InfoMap algorithm for directed networks

`from infomap import Infomap`

- Based on random walks -> different results each time, but possible to set a 'randomization seed' as entry configuration 
- Need to develop an evaluation method for results!

Tracking the evolution of dynamic communities (following [Greene, Derek, Donal Doyle, and Padraig Cunningham. 2010. “Tracking the
Evolution of Communities in Dynamic Social Networks.” In Proceedings of the 2010 International Conference on Advances in Social Networks Analysis and Mining, 176–183. ASONAM ’10. USA: IEEE Computer Society.
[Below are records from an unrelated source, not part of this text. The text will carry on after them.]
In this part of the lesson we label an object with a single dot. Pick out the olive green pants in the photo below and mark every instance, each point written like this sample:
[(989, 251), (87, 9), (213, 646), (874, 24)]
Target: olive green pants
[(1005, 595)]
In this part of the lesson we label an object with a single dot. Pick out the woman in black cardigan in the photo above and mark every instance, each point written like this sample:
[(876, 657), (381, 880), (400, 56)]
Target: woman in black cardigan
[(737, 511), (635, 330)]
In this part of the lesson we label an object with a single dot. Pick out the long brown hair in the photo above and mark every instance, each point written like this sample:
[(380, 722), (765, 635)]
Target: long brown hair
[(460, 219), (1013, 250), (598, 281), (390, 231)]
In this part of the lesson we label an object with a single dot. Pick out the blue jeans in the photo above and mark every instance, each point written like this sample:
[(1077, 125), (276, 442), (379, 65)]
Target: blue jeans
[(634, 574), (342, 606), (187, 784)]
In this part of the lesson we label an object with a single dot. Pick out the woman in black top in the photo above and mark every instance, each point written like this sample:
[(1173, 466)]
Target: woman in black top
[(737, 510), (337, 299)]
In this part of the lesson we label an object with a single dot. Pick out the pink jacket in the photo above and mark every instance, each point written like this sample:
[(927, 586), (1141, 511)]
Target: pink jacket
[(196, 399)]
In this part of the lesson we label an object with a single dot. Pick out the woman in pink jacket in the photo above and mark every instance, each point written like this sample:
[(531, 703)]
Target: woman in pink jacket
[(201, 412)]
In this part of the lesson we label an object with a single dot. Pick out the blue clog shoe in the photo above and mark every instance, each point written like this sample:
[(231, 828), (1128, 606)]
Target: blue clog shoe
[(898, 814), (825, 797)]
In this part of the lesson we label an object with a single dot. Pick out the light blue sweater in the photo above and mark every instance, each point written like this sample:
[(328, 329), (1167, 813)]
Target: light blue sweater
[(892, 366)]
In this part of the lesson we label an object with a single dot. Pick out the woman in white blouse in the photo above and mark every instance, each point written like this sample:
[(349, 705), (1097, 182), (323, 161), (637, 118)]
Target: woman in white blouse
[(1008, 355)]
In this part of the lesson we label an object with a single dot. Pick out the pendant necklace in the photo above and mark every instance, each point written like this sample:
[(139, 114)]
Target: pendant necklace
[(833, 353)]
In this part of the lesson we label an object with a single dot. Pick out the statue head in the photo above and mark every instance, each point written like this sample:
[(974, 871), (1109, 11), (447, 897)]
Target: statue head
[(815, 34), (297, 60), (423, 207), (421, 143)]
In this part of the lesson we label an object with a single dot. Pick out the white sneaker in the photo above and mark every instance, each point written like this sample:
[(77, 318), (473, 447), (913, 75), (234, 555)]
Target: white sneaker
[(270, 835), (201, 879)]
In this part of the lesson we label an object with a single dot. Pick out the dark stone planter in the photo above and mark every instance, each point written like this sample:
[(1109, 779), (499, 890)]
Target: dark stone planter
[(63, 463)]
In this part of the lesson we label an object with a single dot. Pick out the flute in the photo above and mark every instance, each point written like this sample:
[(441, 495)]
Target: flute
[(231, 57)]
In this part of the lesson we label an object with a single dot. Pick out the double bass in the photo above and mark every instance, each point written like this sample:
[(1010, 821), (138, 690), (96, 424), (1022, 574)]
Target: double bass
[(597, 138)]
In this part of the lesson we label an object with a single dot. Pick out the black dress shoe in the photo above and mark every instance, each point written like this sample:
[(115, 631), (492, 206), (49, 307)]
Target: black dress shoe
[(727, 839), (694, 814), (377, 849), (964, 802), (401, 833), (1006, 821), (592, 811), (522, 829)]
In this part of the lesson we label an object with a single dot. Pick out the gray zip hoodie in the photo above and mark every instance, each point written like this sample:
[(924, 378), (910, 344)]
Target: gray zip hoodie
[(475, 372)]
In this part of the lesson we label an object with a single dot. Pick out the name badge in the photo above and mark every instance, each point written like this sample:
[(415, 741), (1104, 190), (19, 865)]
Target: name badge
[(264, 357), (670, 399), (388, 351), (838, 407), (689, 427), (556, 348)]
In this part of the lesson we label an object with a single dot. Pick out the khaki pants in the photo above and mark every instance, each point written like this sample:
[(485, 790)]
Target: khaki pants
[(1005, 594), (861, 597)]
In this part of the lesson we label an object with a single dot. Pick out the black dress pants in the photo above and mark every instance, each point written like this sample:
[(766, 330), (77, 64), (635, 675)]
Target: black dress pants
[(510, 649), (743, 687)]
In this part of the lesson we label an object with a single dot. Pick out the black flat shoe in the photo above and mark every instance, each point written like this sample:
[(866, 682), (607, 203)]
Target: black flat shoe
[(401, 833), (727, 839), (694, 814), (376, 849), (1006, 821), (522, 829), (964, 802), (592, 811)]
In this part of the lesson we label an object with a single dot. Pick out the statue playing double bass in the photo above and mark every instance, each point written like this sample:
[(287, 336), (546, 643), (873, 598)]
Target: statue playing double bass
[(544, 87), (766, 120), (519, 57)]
DOI: https://doi.org/10.1109/ASONAM.2010.17.](https://doi.org/10.1109/ASONAM.2010.17)) with life-cycle events of changing compositions

Standard matching evaluation: Jaccard index (calculates the similarity of in our case two sample communities by dividing the size of overlap of two communities divided by the size of the two communities combined.
```
def jaccard(a,b):
    o,u = len(a.intersection(b)), len(a.union(b))
    return o/u, o, u
```
We chose the Quantity Insertion measure by Boujaleb et al (2017), which reflects the quantity of members of the front community that are inserted into the step community, leading to better interpretable results. 
```
def QI(s1,s2):
    o = len(s1.intersection(s2))    
    return o/len(s1)
```
If the similarity exceeded a matching thereshold of 0.5 (i.e. at least 50% of common members of the front community belong to the step community), the sampled front and step communities were matched.